1047L’huilerie Emile Noël sait désodoriser l’huile de tournesol. C’est la raison pour laquelle nous nous sommes rendus sur place, à Pont Saint Esprit, dans le Gard. Philippe Boyer, le responsable de production, nous explique le procédé et nous montre les installations. Première impression : la machine n’est pas belle du tout, toute calfeutrée dans ses isolants, et nous ne l’avons donc pas photographiée pour vous… Deuxième impression : elle est sacrément efficace, vous allez comprendre pourquoi.

Cette machine n’est pas très grosse. Comme un énorme réfrigérateur, dirons-nous. Elle ne fait par contre pas le froid, mais le chaud : l’huile est brassée à 140 degrés et sous vide pendant quatre heures suite à l’injection de vapeur d’eau. Cette vapeur d’eau retient les substances odorantes et volatiles de l’huile, et l’ensemble est extrait grâce à une pompe à vide. C’est tout. Le processus de désodorisation n’est donc pas chimique, mais physique. L’huile garde sa mention biologique mais perd alors l’appellation d’huile vierge, puisqu’elle est chauffée. Signalons que la vitamine E, présente naturellement dans l’huile de tournesol, ne disparaît qu’à hauteur de 10 % avec ce principe de désodorisation. Ce qui souligne son intérêt nutritionnel.

Pour ceux qui ont le cœur bien accroché, rappelons le processus le plus utilisé par l’industrie agroalimentaire : première pression à forte température de la graine. Mais il reste encore de l’huile dans le tourteau… Pour l’extraire, on utilise un hydrocarbure, l’hexane, et on mélange l’huile provenant de cette deuxième extraction à la première. Puis on “lave” l’ensemble obtenu à la soude, on procède à la démucilagination et à la décoloration au charbon actif. Avant de recolorer le tout par pigmentation, histoire de faire plus vrai… Ces huiles sont alors supplémentées, pour la plupart, en vitamine E de synthèse.

Une solution pour la friture : l’huile de tournesol oléique

Ami lecteur, met de l’huile… voici le dernier point important de ce qu’il faut retenir de l’huile de tournesol : on a remarqué que certaines variétés de tournesol, en fonction de la terre ou du climat, pouvaient receler une grosse proportion d’acide oléique, comme l’huile d’olive… Avec un long travail de sélection des graines, mais sans manipulation génétique, on est arrivé à créer la variété de tournesol oléique, dont on tire une huile très stable à la chaleur.
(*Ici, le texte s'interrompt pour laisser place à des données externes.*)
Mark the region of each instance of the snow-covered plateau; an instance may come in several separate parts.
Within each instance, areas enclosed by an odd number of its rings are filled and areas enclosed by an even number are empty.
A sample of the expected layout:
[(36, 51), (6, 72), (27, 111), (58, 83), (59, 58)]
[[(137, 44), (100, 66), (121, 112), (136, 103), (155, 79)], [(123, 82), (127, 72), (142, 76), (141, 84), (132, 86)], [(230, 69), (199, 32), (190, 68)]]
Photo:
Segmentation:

Cet acide oléique est un acide gras monoinsaturé, et l’huile n’a donc plus les mêmes vertus. Mais puisqu’il s’agit de la cuire… Egalement désodorisée, elle est donc tout à fait indiquée pour la friture.

Le tournesol oléique est visuellement identique au tournesol normal. Seule sa composition en corps gras est différente.
Les graines utilisées pour cette huile proviennent, entre autres, des cultures d’Emile Noël en personne.

Mieux encore : l’huile spéciale friture Emile Noël.

Pour beaucoup d’entre nous, la friture n’est guère compatible avec la santé. C’est oublier un peu trop vite que le bon fait du bien, si l’on prend garde :

– à ne pas abuser
– à changer l’huile régulièrement
– à choisir la meilleure huile possible.

Dans cette optique, l’huilerie Emile Noël a créé un mélange à base d’huile de tournesol oléique et d’huile vierge d’oléine de palme, la meilleure fraction de cette dernière. Apte à supporter les fortes températures et neutre au niveau du goût, elle vous donnera suffisamment de plaisir pour oublier les misères que nous vous avons faites en vous infligeant ce sujet.